Le meraviglie della Camargue

Tra le mete da non perdere assolutamente nella vita, c’è la Camargue. Questa destinazione è come un libro: lo si sfoglia lentamente e si guardano tutte le immagini, commentandole una per una. Una scoperta per tutti, un incanto per chi avesse già compiuto i 50 anni e volesse vivere le meraviglie di una località non molto lontano dall’Italia. Questo lembo di terra francese, ai confini tra il Mar Mediterraneo e i due bracci del Delta del Rodano offre flora e fauna selvaggia e incontaminata, in un mondo che l’uomo è soltanto un gradito ospite.

La Camargue è invitante. Una meravigliosa passeggiata a cavallo o in bici ne sottolinea le parti più nascoste, rapisce il cuore e lo fa suo prigioniero, complice di un’esperienza ai confini del mondo e della pace. Per descriverla minuziosamente ci vorrebbero fiumi di parole, non a caso dal 1977 la Camargue è stata scelta per diventare Riserva della Biosfera.

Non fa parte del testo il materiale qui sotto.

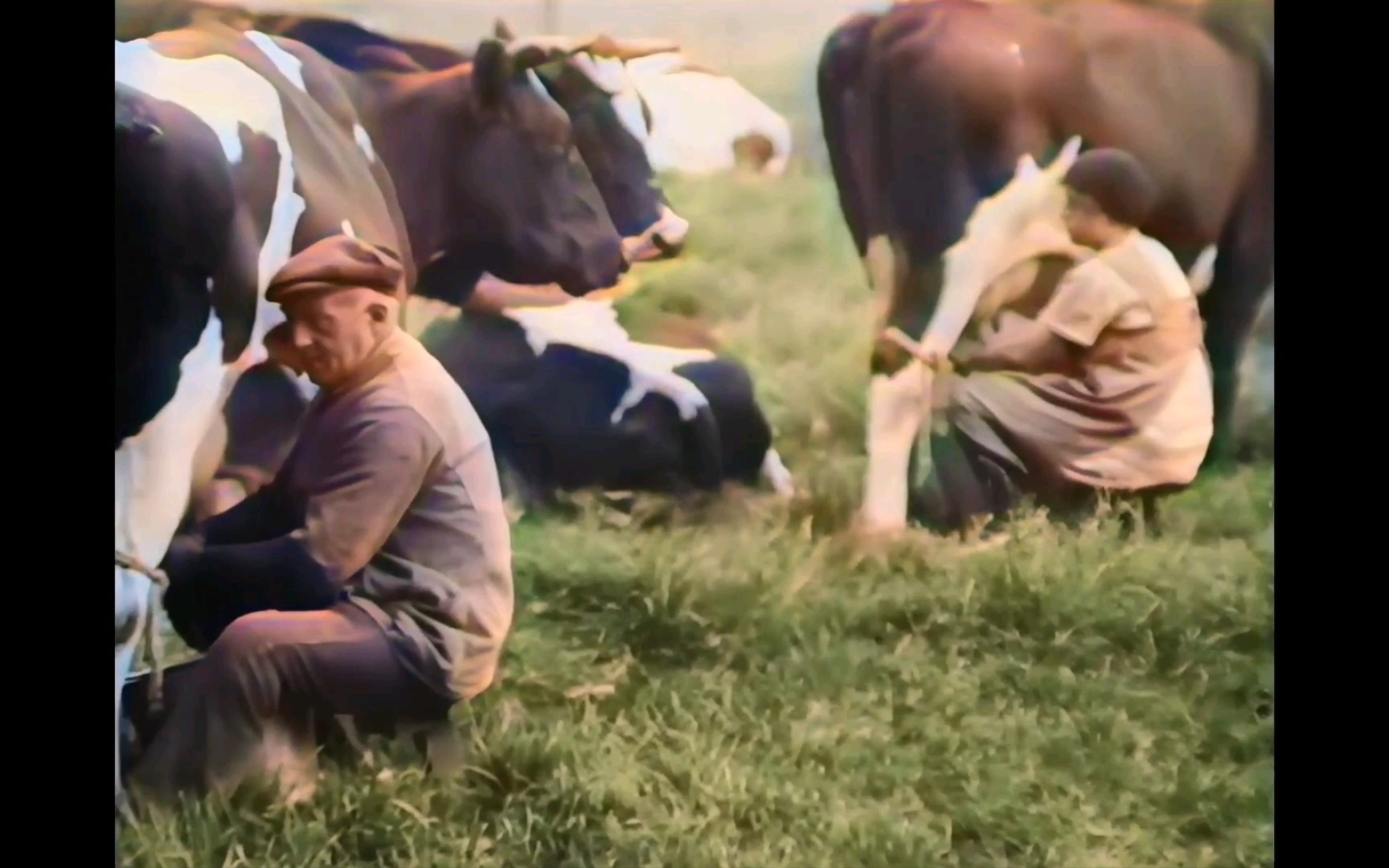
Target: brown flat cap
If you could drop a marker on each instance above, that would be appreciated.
(338, 261)
(1117, 182)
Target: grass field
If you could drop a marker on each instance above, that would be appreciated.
(749, 688)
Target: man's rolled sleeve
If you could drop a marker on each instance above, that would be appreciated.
(367, 486)
(1087, 301)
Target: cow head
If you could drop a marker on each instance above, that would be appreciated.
(588, 78)
(1011, 228)
(528, 189)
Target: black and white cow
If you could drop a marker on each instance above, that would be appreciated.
(570, 402)
(235, 150)
(224, 168)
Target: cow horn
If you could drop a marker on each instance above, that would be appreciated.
(1066, 158)
(627, 49)
(536, 51)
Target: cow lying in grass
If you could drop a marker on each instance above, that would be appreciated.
(568, 399)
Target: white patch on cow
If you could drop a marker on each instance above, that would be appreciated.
(154, 469)
(592, 326)
(898, 407)
(1203, 271)
(363, 141)
(534, 80)
(289, 66)
(774, 469)
(1021, 221)
(606, 72)
(879, 263)
(696, 117)
(225, 93)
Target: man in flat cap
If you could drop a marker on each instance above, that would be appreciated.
(1106, 391)
(371, 575)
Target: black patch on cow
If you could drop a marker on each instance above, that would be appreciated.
(263, 416)
(174, 206)
(236, 284)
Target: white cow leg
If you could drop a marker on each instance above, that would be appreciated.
(899, 406)
(133, 596)
(776, 473)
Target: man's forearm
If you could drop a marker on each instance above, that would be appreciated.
(1028, 349)
(259, 517)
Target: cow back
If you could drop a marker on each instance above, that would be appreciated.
(332, 173)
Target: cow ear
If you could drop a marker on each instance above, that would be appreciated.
(492, 72)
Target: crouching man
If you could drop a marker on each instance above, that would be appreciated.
(371, 575)
(1108, 389)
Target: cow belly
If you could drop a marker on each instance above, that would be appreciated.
(154, 469)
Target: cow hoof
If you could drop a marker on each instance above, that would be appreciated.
(875, 534)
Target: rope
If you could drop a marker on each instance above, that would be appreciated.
(153, 638)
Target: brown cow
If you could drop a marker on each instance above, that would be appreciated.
(928, 107)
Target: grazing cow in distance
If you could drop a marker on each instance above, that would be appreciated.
(927, 108)
(689, 118)
(225, 167)
(608, 145)
(616, 160)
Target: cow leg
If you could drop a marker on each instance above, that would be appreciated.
(1244, 276)
(898, 407)
(133, 596)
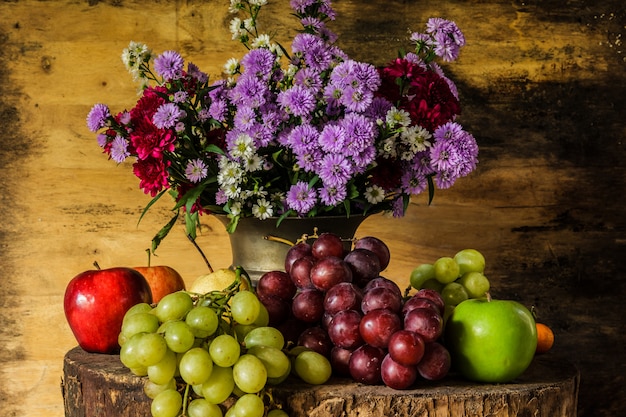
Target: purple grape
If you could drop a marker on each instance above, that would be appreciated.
(395, 375)
(365, 363)
(343, 329)
(343, 296)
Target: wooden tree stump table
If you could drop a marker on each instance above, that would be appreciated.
(99, 385)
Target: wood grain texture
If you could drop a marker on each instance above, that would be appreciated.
(542, 84)
(99, 385)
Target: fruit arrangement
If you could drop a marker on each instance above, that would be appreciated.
(217, 348)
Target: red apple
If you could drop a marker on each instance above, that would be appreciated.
(162, 279)
(95, 303)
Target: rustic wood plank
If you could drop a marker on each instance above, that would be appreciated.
(97, 384)
(542, 88)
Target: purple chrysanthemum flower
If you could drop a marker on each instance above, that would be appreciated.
(444, 156)
(180, 96)
(97, 117)
(102, 139)
(361, 132)
(445, 179)
(218, 110)
(309, 79)
(245, 118)
(413, 182)
(249, 91)
(378, 108)
(195, 73)
(119, 149)
(335, 169)
(333, 195)
(364, 158)
(169, 65)
(303, 138)
(259, 63)
(196, 170)
(298, 101)
(167, 115)
(301, 198)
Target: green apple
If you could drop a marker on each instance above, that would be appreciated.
(491, 340)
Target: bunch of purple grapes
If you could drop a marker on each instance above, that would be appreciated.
(335, 302)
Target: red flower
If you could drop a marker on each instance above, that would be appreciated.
(152, 174)
(425, 95)
(145, 138)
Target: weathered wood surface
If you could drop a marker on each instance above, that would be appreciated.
(99, 385)
(542, 88)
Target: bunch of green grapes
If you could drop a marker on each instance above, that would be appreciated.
(456, 278)
(206, 355)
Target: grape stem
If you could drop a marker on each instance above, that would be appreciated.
(278, 239)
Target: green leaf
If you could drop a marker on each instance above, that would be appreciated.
(431, 189)
(161, 234)
(191, 223)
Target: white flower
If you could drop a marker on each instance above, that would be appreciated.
(397, 117)
(374, 194)
(243, 147)
(416, 138)
(231, 66)
(261, 41)
(253, 163)
(262, 209)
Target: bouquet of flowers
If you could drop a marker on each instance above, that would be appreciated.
(305, 132)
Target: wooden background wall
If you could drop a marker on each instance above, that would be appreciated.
(542, 83)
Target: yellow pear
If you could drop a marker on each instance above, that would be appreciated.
(215, 281)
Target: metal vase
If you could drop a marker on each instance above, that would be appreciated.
(254, 248)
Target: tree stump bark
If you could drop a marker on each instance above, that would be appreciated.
(99, 385)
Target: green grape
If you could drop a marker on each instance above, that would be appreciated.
(476, 284)
(163, 371)
(245, 307)
(219, 386)
(139, 323)
(167, 404)
(178, 336)
(433, 284)
(454, 294)
(264, 317)
(249, 405)
(195, 366)
(224, 350)
(139, 371)
(421, 274)
(312, 367)
(202, 408)
(242, 330)
(249, 374)
(152, 390)
(173, 306)
(446, 270)
(470, 260)
(275, 361)
(264, 336)
(151, 348)
(277, 412)
(137, 308)
(128, 352)
(203, 321)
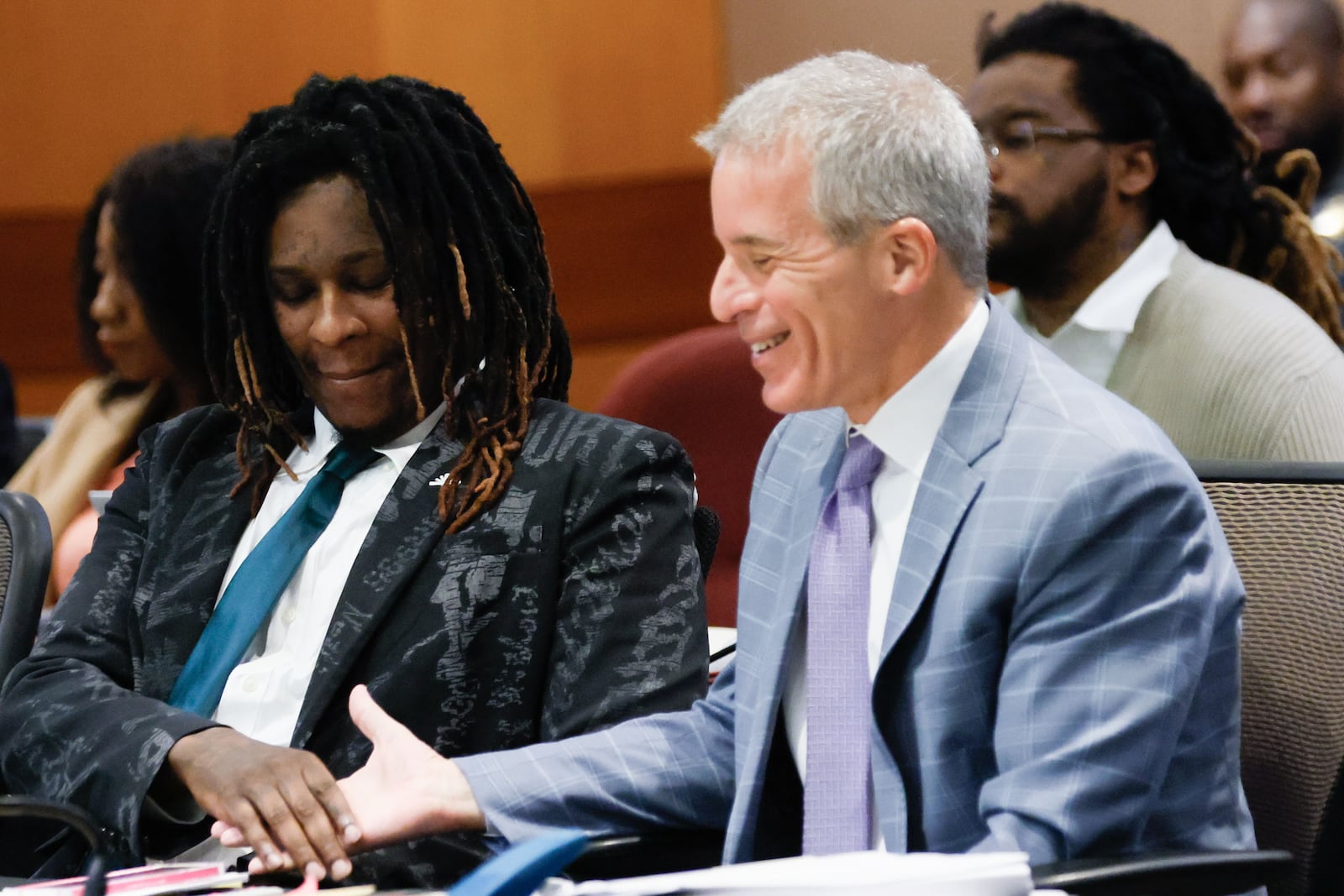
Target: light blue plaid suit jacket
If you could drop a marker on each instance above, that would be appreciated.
(1059, 668)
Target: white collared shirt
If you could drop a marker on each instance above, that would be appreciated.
(904, 429)
(1090, 340)
(265, 692)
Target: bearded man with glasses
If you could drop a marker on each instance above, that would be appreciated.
(1122, 192)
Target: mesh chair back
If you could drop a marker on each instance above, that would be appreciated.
(24, 564)
(1285, 526)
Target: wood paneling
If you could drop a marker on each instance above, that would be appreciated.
(764, 36)
(631, 262)
(575, 90)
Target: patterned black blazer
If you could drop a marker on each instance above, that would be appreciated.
(570, 605)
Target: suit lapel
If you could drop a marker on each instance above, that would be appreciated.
(949, 485)
(403, 533)
(810, 481)
(181, 595)
(815, 479)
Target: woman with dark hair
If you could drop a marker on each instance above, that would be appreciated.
(139, 302)
(391, 490)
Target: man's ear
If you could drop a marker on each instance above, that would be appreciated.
(909, 254)
(1133, 168)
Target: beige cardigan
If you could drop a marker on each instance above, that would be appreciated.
(1233, 369)
(87, 438)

Il Parco Naturale Regionale della Camargue è un territorio rurale, all’aperto e offre diversi itinerari da scoprire: il mare, le saline, l’oasi dei fenicotteri rosa, l’incontro con gli stormi di aironi bianchi, le lontre e le anatre,  i cavalli bianchi, tori, pecore. Per chi ama gli animali è un vero incontro con lo spettacolo della natura. I colori e i paesaggi lussureggianti abbondano, creando un’oasi di pace e tranquillità, il giusto itinerario per una raccolta fotografica e per chi si vuole rilassare. Consiglio: girare in auto, in bici o a cavallo, per trovare il giusto contatto con la natura, fare un’escursione in battello per assaporare da lontano le oasi. Il territorio è vasto ma abbastanza economico, alla portata di tutti. Meglio avere qualche giorno a disposizione per un’immersione totale nel vasto scenario che la natura offre.

A piedi, la zona di maggior interesse è il Delta del Rodano, dove si possono ammirare stagni e lagune, tra mare e fiume. La zona ha un paesaggio unico, con flora e fauna variopinta. Le acque ospitano pesci di svariate qualità e, a seconda delle stagioni, si possono notare alcuni tipi di uccelli, come piovanelli, cavalieri, anatre, trampoli, aironi. Da aprile a settembre è possibile prendere parte a visite guidate per vedere i fenicotteri, la maggior attrazione. L’orario consigliato è sicuramente al tramonto, dove gli esemplari diventano di un rosa più intenso, a causa della gradazione di luce. Uno spettacolo unico e imperdibile! Una colonia di fenicotteri conta circa 15 mila coppie di esemplari, alti un metro e mezzo. E’ molto suggestivo vedere i loro balletti di corteggiamento, uno spettacolo che è indispensabile osservare senza fiatare, per non creare problemi agli animali.

Tra le attrazioni del territorio e per chi è di buona forchetta, tipico della mezza età, si possono elencare una serie di piatti tipici e di vini, delizia del palato e dei sensi. Il “Fleur de sel” è il protagonista indiscusso dei ristoranti della zona: riso selvatico e carne di toro. Seguono olive, salsiccia, piatti a base di pesce, gamberi, tomini di capra; il tutto accompagnato ad olio di oliva, miele e pane tostato ed annaffiato da eccellenti vini bianchi, rossi o rosé. Da assaporare con calma e delicatezza.

La Camargue è famosa anche per i Gitani, un popolo di zingari che coinvolge con i loro balli e canti, tutti i presenti. La festa vera e propria si svolge il 24 e 25 maggio a Saintes Maries de la Mer, in occasione di Santa Sara, protettrice di tutti gli zingari e nomadi del mondo. Un ambito particolare che fa da cornice a questo territorio suggestivo.

Non ci resta quindi che sognare, comprare una cartina della Camargue, prenotare e fare le valige. Una nuova destinazione ci attende.